Add actual energy consumption question (C&I)
Insert "What is your average monthly electricity consumption in kWh?" (with meter reading assistance guidance). This enables load-profile-based WTP validation and direct commercial sizing.
Add household appliance ownership index
Replace income question with an appliance ownership checklist (AC units, refrigerators, washing machine). This is a more reliable proxy for energy demand and affordability than self-reported income.
Add enumerator quality control module
Implement GPS-paired submission timestamp check to flag enumerators submitting multiple responses within short intervals from the same location (indicating possible fabrication).
Expand fleet instrument to include logistics corridors
75% of fleet operators have intercity routes. Add a detailed route mapping module: key origin-destination pairs, nightly parking locations, and fuel purchase points. This is critical for charging hub siting.
Add conjoint (choice-based) analysis to SME instrument
Instrument B currently lacks a conjoint module. Add 6 choice tasks varying price, payment model, installation time, and warranty duration. This will produce a precise willingness-to-pay model for solar EaaS product design.
Increase C&I sample to 150 (from 100)
The pilot reveals that C&I respondents cluster heavily in the smaller revenue bands. To achieve a representative split across Band A–E tariff users and revenue segments, increase the target to 150 with stratified quotas.
Add a generator cost diarymodule (B, C)
Self-reported generator spend is highly variable. Add a structured "last month's fuel and maintenance spend" diary recall for the most recent 4-week period. This produces better cost-of-current-solution data for ROI modelling.
K-means clustering on full dataset
With n=401 the dataset is too small for reliable clustering, especially for C&I (n=24).

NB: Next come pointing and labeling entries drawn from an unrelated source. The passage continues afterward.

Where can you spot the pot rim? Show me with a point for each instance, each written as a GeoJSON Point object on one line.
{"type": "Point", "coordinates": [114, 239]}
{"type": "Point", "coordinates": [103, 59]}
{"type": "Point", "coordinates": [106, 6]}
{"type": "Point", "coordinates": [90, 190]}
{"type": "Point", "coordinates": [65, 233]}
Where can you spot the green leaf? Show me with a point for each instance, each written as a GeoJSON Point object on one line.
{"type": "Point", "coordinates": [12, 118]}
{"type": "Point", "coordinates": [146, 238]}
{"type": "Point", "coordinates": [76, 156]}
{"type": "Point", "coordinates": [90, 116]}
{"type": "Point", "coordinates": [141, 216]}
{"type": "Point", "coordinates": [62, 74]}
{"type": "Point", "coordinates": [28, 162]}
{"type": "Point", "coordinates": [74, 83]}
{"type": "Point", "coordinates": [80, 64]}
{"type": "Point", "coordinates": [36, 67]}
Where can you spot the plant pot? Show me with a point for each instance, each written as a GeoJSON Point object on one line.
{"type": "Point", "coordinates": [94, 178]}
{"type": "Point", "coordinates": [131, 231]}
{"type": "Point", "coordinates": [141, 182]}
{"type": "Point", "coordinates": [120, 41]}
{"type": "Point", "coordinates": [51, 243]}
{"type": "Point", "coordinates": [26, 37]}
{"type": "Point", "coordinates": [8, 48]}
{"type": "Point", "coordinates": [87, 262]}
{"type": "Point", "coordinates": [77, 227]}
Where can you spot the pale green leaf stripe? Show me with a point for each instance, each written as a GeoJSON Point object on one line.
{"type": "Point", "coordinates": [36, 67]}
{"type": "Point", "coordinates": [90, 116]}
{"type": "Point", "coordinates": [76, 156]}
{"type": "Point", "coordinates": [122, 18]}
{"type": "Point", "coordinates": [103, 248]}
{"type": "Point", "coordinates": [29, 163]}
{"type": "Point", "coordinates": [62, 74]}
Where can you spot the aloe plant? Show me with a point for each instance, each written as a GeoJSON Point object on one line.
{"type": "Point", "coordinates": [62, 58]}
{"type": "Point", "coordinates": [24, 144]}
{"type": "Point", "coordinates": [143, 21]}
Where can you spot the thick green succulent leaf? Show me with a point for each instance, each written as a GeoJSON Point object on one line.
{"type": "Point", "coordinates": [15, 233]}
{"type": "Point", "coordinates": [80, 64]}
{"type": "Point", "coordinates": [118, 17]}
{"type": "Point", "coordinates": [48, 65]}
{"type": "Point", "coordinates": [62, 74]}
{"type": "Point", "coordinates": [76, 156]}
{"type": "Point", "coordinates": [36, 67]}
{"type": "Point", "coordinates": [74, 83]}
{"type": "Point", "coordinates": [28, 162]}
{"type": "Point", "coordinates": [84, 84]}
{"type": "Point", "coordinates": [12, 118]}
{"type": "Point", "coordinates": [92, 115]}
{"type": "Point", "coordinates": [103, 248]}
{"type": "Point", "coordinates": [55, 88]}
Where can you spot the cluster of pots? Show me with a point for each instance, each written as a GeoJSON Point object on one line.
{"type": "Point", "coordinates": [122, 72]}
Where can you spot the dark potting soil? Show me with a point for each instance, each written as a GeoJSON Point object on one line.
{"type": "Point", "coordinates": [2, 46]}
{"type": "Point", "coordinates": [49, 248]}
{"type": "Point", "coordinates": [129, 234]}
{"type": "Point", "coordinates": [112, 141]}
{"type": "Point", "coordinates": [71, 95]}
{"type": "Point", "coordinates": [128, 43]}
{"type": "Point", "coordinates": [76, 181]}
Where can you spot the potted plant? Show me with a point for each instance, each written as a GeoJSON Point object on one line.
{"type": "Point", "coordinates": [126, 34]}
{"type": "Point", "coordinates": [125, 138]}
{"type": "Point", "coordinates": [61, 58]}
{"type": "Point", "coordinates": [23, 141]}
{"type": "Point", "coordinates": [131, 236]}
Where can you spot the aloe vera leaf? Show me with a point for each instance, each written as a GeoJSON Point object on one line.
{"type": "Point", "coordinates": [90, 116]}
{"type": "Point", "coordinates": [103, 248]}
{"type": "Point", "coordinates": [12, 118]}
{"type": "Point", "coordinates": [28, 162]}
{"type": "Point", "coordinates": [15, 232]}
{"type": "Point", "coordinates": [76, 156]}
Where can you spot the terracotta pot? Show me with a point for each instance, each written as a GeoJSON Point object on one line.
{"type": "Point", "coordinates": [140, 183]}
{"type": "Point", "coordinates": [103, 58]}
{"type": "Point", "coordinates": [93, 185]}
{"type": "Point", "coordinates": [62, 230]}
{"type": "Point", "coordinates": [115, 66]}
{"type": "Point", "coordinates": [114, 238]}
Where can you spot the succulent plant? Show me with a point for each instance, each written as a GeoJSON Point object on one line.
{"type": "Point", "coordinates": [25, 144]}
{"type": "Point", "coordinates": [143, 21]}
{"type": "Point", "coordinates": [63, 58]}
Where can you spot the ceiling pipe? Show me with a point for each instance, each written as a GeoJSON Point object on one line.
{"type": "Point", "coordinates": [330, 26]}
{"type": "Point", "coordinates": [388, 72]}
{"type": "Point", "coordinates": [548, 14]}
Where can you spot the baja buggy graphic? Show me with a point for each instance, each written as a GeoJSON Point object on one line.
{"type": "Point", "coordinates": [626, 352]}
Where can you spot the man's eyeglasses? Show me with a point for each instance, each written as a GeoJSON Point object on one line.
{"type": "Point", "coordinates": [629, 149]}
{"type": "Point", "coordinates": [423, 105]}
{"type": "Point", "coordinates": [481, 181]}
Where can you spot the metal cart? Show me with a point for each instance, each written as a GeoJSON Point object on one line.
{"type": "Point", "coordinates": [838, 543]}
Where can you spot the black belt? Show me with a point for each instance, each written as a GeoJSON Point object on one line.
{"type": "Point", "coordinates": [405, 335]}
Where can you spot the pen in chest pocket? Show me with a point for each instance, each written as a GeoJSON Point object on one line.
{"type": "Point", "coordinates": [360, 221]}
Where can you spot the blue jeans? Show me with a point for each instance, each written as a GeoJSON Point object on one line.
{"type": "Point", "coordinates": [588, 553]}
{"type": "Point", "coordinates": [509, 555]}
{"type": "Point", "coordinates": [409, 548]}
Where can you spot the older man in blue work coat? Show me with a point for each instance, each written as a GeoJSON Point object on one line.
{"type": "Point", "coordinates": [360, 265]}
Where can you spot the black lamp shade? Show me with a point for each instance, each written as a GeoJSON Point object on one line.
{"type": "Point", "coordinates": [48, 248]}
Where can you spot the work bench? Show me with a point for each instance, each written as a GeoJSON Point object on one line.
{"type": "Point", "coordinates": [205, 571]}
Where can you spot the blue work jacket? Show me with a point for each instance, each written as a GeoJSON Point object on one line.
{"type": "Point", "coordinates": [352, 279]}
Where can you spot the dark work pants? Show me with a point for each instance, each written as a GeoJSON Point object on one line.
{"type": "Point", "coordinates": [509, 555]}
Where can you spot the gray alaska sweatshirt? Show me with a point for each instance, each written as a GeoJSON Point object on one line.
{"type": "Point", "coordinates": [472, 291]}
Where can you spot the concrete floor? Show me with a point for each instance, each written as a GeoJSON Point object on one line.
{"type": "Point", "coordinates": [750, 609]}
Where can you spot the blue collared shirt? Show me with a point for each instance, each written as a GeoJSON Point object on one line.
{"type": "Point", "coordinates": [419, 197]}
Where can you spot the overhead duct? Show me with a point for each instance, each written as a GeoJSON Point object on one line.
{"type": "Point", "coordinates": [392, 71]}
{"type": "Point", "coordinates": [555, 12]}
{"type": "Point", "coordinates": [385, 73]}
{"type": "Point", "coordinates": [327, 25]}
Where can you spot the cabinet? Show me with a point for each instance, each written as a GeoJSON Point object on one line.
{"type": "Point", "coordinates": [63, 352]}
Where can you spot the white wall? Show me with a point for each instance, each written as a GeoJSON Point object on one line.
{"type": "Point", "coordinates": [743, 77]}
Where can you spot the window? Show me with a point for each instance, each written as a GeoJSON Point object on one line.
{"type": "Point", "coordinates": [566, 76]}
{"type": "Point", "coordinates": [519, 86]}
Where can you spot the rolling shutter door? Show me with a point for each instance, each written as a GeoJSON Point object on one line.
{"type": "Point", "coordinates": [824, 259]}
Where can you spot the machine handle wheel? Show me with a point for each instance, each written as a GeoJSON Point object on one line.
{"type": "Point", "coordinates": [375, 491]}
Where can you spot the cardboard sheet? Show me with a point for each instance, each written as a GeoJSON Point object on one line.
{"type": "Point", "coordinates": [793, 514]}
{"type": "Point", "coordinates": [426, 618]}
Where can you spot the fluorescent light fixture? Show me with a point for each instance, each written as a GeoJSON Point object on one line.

At full scale, apply K-means on SME and Household respondents to identify 3–5 distinct customer segments for targeted product design.
Cross-link instruments by estate / LGA
Where households, SMEs, and C&I respondents share the same LGA, link findings to identify whole-of-community energy demand profiles — enabling SPG to design estate-level integrated energy solutions (combined C&I anchor + SME/Household distribution).
The pilot has successfully validated the study design, survey instruments, and data collection process. The demand signal is clear and commercially significant. With the recommended improvements applied to the full-scale survey, the MarkAnalytics Energy dataset will provide SPG with a statistically rigorous, actionable foundation for its embedded generation and EaaS market entry strategy. The ₦100M research investment is on track to generate insights that can directly inform a multi-billion naira commercial programme.